With farmer and regulator eyes turned toward the two companies, Bayer and Monsanto technology leads on Thursday repeated their confidence the merger will close by the end of 2017. The companies need approval from regulatory authorities in 30 countries.
“We’ve submitted information to 20 and everything is on track,” said Adrian Percy, head of research and development at Bayer CropScience during a press conference at Commodity Classic in San Antonio, Texas.
“One strength [for getting through regulatory challenges] is these are complementary businesses,” said Robb Fraley, Monsanto chief technology officer during the same press conference. “We’re going to increase competition and innovation.”
Increased rate of innovation to help farmers is the cornerstone benefit of the merger, according to the companies.
“This deal between Monsanto and Bayer is all about innovation and accelerating innovation,” Percy said. “We need this to not only help growers but drive greater food production.”

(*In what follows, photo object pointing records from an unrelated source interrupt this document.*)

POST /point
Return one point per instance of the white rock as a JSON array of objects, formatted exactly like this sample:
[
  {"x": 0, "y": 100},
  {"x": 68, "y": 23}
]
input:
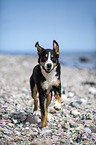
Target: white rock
[{"x": 92, "y": 90}]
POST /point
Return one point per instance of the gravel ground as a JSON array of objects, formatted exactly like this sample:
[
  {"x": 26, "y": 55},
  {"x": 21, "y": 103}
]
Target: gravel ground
[{"x": 74, "y": 124}]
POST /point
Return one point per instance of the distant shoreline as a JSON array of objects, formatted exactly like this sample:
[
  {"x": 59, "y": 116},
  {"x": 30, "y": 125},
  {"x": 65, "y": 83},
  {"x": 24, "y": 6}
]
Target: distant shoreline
[{"x": 78, "y": 60}]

The companies say the merger will lead to 2.5 billion euro annual ($2.63) spending on research and development, with 10,000 employees dedicated to it. If combined, the companies plan to pair the chemical, data science and seed research sides for what they say will be streamlined, simultaneous innovation. For example, instead of creating a herbicide chemistry and then waiting up to ten years for the accompanying seed technology the two could launch together, leaders from both companies have said.
With the possibility of new technology advancements Bayer and Monsanto plan to continue their broad licensing programs and don’t anticipate change if or when the deal is ultimately approved.
“Licensing has been key to the success of the seed business and we’re doing the same thing now with data science tools,” Fraley said. “Growers are much better served if there are common systems across brands and equipment.”